Microscopic Traces of Blood in Urine Linked to Urological Cancer

By Marilynn Larkin

December 18, 2019

NEW YORK (Reuters Health) - Non-visible hematuria (NVH) was associated with bladder cancer (BC), upper tract urothelial carcinoma (UTUC) and kidney cancer (KC) in a systematic review and meta-analysis.

"NVH is common, but the incidence of underlying urological cancer is less so," Dr. Marcus Cumberbatch of the University of Sheffield, UK, said in an email to Reuters Health. "The downstream tests to investigate a positive result are very expensive. Therefore, there is a large cost: benefit ratio which researchers in the field are seeking to refine and reduce in order to make the heavily burdened diagnostic pathway more efficient, and potentially less invasive to patients."

"To date," he noted, "we are yet to see a better biomarker than blood in the urine for these diseases."

"Historically, screening studies for BC in particular have shown a survival benefit and also a stage migration (more superficial cancer and less invasive) in screened populations compared to non-screened," he said. "But, the cost of nationwide screening has been prohibitively high. It has also been unclear how to roll out the testing - i.e., how many dipstick tests per patient, which age group, how often to test and in combination with which imaging technology?"

"The aim of this study was to see if we could arrive at an evidenced-based recommendation for urologists across the world and to fuel a screening project for BC and KC," he said.

The study, published in European Urology, included 78 papers overall; 40 - reporting on close to 20,000 patients - were included in the meta-analysis.
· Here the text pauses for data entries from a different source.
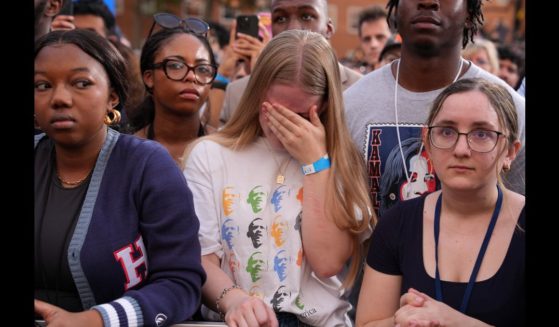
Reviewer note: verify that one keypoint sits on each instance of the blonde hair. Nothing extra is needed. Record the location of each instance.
(305, 59)
(499, 98)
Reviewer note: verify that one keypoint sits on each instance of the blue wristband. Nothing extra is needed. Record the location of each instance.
(321, 164)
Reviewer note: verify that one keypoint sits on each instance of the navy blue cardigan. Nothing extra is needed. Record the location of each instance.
(135, 255)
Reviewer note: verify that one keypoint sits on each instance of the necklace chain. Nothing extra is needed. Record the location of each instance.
(408, 178)
(71, 183)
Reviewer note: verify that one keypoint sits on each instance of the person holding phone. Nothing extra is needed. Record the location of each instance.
(310, 15)
(276, 240)
(45, 11)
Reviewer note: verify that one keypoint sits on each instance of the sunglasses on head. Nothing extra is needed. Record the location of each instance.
(170, 21)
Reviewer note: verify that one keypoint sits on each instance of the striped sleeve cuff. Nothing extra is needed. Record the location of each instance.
(122, 312)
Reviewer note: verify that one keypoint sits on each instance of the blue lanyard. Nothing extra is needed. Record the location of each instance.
(471, 282)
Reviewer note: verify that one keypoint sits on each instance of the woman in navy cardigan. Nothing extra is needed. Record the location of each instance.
(115, 227)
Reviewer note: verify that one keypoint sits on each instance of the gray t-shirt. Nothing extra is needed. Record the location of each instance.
(370, 115)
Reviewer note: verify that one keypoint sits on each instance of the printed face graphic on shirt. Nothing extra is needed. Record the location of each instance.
(233, 263)
(422, 178)
(255, 266)
(228, 200)
(280, 299)
(229, 230)
(280, 264)
(256, 198)
(256, 232)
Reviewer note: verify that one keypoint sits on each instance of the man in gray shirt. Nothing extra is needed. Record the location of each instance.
(387, 109)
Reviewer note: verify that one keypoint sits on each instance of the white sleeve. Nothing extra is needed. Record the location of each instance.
(198, 173)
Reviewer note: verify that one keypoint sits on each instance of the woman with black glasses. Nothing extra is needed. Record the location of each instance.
(178, 68)
(455, 257)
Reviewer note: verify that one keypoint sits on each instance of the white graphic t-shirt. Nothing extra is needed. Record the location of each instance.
(253, 224)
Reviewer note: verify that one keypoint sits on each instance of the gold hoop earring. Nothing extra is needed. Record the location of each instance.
(115, 119)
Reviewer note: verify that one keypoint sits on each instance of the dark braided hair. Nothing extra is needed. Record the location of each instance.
(474, 12)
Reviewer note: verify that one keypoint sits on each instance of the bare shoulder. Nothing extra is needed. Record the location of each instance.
(514, 203)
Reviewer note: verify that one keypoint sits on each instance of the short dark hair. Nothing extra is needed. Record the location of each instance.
(371, 14)
(96, 8)
(97, 47)
(474, 11)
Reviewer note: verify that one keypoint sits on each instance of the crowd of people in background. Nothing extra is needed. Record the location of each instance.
(263, 181)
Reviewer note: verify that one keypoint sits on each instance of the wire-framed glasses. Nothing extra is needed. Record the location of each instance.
(170, 21)
(177, 70)
(479, 140)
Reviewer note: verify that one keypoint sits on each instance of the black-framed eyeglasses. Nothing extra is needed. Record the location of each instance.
(170, 21)
(479, 140)
(177, 70)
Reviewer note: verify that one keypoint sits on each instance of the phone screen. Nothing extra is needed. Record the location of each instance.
(67, 8)
(248, 24)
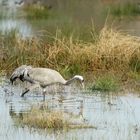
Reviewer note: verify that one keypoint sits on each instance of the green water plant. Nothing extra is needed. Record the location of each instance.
(106, 83)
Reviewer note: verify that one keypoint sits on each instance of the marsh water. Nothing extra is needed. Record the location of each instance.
(114, 116)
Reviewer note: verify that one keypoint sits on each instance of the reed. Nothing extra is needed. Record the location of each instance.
(111, 51)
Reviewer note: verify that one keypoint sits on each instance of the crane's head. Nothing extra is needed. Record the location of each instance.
(19, 73)
(81, 79)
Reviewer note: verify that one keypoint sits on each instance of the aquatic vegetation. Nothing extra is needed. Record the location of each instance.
(45, 118)
(112, 50)
(106, 83)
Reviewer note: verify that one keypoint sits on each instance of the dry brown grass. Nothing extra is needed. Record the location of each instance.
(44, 119)
(112, 51)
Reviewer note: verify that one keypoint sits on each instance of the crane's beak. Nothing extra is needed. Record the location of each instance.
(83, 85)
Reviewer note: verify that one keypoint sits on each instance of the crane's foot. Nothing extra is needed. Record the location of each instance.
(22, 95)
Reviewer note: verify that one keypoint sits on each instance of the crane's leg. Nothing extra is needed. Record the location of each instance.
(29, 89)
(44, 92)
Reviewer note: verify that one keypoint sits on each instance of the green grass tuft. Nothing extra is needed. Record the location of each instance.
(106, 83)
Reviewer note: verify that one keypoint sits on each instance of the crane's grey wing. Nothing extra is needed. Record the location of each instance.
(19, 73)
(28, 79)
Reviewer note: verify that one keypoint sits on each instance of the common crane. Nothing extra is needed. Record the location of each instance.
(42, 77)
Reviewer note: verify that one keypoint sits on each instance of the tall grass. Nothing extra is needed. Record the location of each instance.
(113, 51)
(125, 9)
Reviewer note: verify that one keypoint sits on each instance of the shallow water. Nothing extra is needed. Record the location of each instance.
(73, 16)
(114, 116)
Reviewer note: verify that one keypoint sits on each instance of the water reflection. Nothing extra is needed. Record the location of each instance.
(115, 116)
(21, 26)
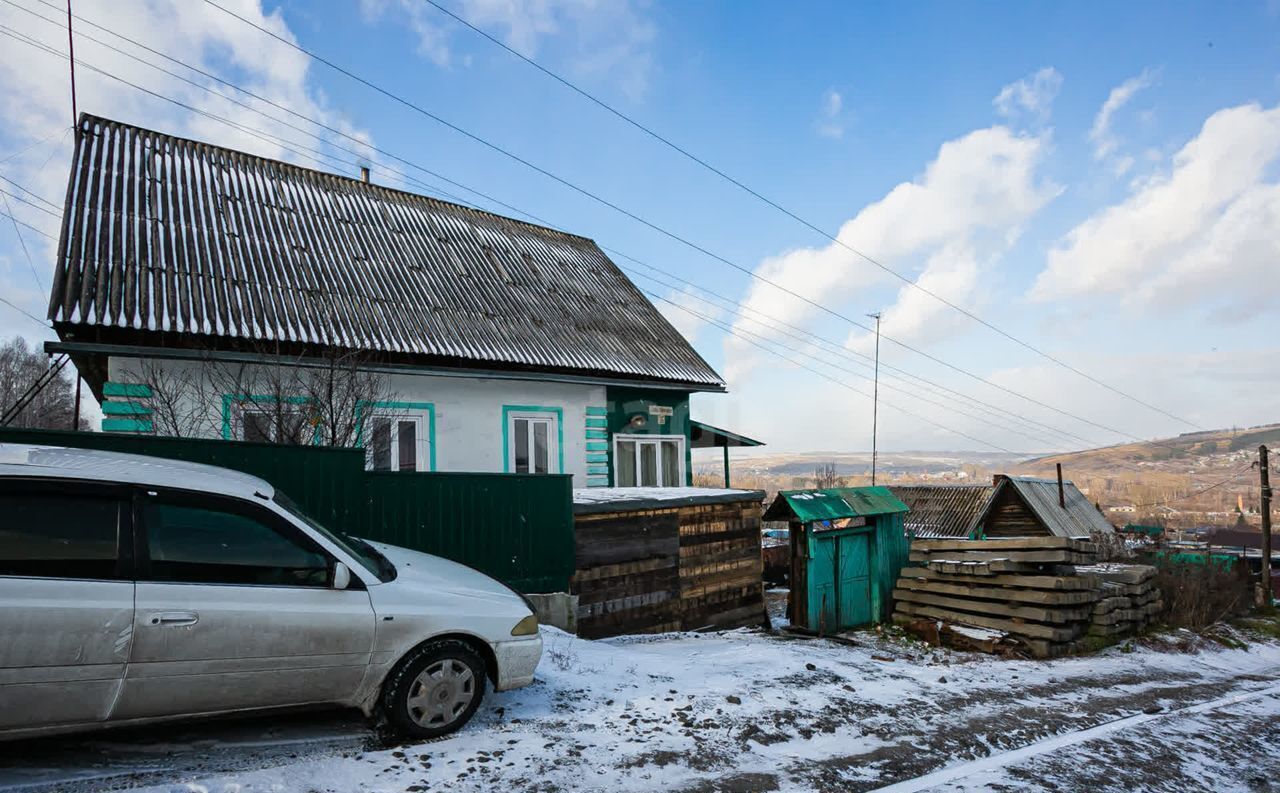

Overall, fewer than 1% of patients were found to have a urological cancer after a negative NVH evaluation. The likelihood of a urological cancer in patients with NVH increased with age (40 years or older), male sex, and cigarette smoking.

Cancer detection rates in individuals evaluated for NVH ranged from 0% to 16% for BC in 37 studies; 0% to 3.5% for UTUC in 30 studies; and 0% to 9.7% for KC in 29 studies. However, there was substantial statistical heterogeneity when calculating the rates, and most patients were not adequately evaluated, according to the authors.

Further, there was large variability in NVH criteria both in the literature and guidelines, making comparisons difficult.

Nonetheless, the authors recommend that patients 40 and over with dipstick-positive hematuria and no clear precipitating cause should be evaluated; the evaluation should include cystoscopy and ultrasound or computed tomography urogram imaging of the upper tract (no need for urine cytology); and, if findings are unremarkable, re-evaluation of high-risk patients and those with new symptoms.

Dr. Roby Thomas, a hematologist oncologist at UPMC Hillman Cancer Center in Pennsylvania, commented by email, "Most patients with NVH are not evaluated (and) followed up appropriately. We need to do a better job educating clinicians, especially at the primary care level, of what should be the next steps - and if clinical suspicion is high, a urology referral is warranted."

"Consensus guidelines are always hard to put into practice, and need to be considered on a case by case basis," he told Reuters Health. "Age, gender, and ethnicity are considerations."

"Prospective data would be best to use," he noted. "It also it would be interesting to see NHV urology referral rates as compared to visible hematuria."

"CT urograms also carry an increased risk of radiation exposure (negligible, but much more than ultrasound), and IV contrast exposure as well, which is not mentioned directly in the article," he added.